Best Practices and Built-In Support for Loki's S3 Smart Tiering and Log Retrieval

Hello Grafana Community,

I am currently working on implementing smart tiering for Loki’s S3 bucket in my environment and plan to send data to the Glacier archive after 60 days. I am seeking advice on best practices for retrieving the logs after they have been archived.

I’ve encountered an issue when pulling the index object from the archive, receiving an error stating:

err="failed to get s3 object: InvalidObjectState: The operation is not valid for the object's storage class\n\tstatus code: 403

This seems to occur because the storage class doesn’t change after pulling.
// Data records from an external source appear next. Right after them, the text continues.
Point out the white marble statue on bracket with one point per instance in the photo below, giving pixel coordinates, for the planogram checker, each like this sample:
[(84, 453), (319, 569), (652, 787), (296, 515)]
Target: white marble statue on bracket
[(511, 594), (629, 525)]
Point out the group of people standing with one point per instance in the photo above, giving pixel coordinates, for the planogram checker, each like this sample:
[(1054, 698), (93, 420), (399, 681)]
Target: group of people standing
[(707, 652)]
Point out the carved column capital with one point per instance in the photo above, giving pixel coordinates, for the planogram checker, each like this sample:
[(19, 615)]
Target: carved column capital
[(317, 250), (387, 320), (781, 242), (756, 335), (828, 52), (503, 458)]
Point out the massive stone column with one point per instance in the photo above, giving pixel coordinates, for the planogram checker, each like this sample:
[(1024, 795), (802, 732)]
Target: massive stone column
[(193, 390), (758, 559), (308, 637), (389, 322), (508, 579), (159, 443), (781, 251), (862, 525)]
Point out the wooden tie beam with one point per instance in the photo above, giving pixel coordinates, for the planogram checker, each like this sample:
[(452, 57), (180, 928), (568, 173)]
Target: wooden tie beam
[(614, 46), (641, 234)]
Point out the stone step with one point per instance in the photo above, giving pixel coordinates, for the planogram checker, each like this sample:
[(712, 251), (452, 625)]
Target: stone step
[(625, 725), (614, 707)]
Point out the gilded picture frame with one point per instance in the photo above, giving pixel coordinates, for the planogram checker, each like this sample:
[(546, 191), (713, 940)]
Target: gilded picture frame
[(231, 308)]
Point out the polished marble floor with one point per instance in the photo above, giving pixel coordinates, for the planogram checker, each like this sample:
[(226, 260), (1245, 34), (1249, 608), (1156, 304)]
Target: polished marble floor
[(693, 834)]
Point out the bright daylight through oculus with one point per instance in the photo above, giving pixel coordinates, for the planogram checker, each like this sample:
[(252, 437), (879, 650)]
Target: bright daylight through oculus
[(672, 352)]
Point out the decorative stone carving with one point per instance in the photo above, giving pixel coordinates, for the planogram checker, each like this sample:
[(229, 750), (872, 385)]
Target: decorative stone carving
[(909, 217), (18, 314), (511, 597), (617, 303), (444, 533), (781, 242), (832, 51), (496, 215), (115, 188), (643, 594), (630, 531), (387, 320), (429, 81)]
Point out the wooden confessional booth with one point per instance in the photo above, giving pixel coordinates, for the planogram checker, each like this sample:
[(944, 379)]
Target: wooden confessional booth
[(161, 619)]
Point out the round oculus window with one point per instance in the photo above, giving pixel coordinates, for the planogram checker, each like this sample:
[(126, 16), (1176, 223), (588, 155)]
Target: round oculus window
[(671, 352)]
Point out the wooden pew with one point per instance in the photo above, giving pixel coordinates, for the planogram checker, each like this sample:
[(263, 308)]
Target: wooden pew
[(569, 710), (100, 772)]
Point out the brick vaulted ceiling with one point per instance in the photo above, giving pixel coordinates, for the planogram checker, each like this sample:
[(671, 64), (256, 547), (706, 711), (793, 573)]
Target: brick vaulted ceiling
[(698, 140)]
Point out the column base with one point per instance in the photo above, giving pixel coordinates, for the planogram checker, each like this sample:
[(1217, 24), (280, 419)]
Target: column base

To work around this, I have to re-upload the index back into the bucket. However, this issue pertains only to the index object.

When it comes to the log stream objects in the fake/ folder, I am uncertain how to efficiently pull them all and re-upload. There are a substantial number of files, and I’m unsure of the best strategy to tackle this.

Therefore, I am reaching out to ask if there are any best practices, tips, or even built-in features within Loki to support smart tiering and efficient log retrieval from the archive. Any insights or experiences shared will be greatly appreciated.

Looking forward to your responses.

I have not tried this, but do you have another retention policy to delete chunk files after certain period of time in glacier? If so, perhaps it might be acceptable to not put index files into glaicer since they are a lot smaller, and instead remove them later together with the chunk files (assuming they do get removed at some point).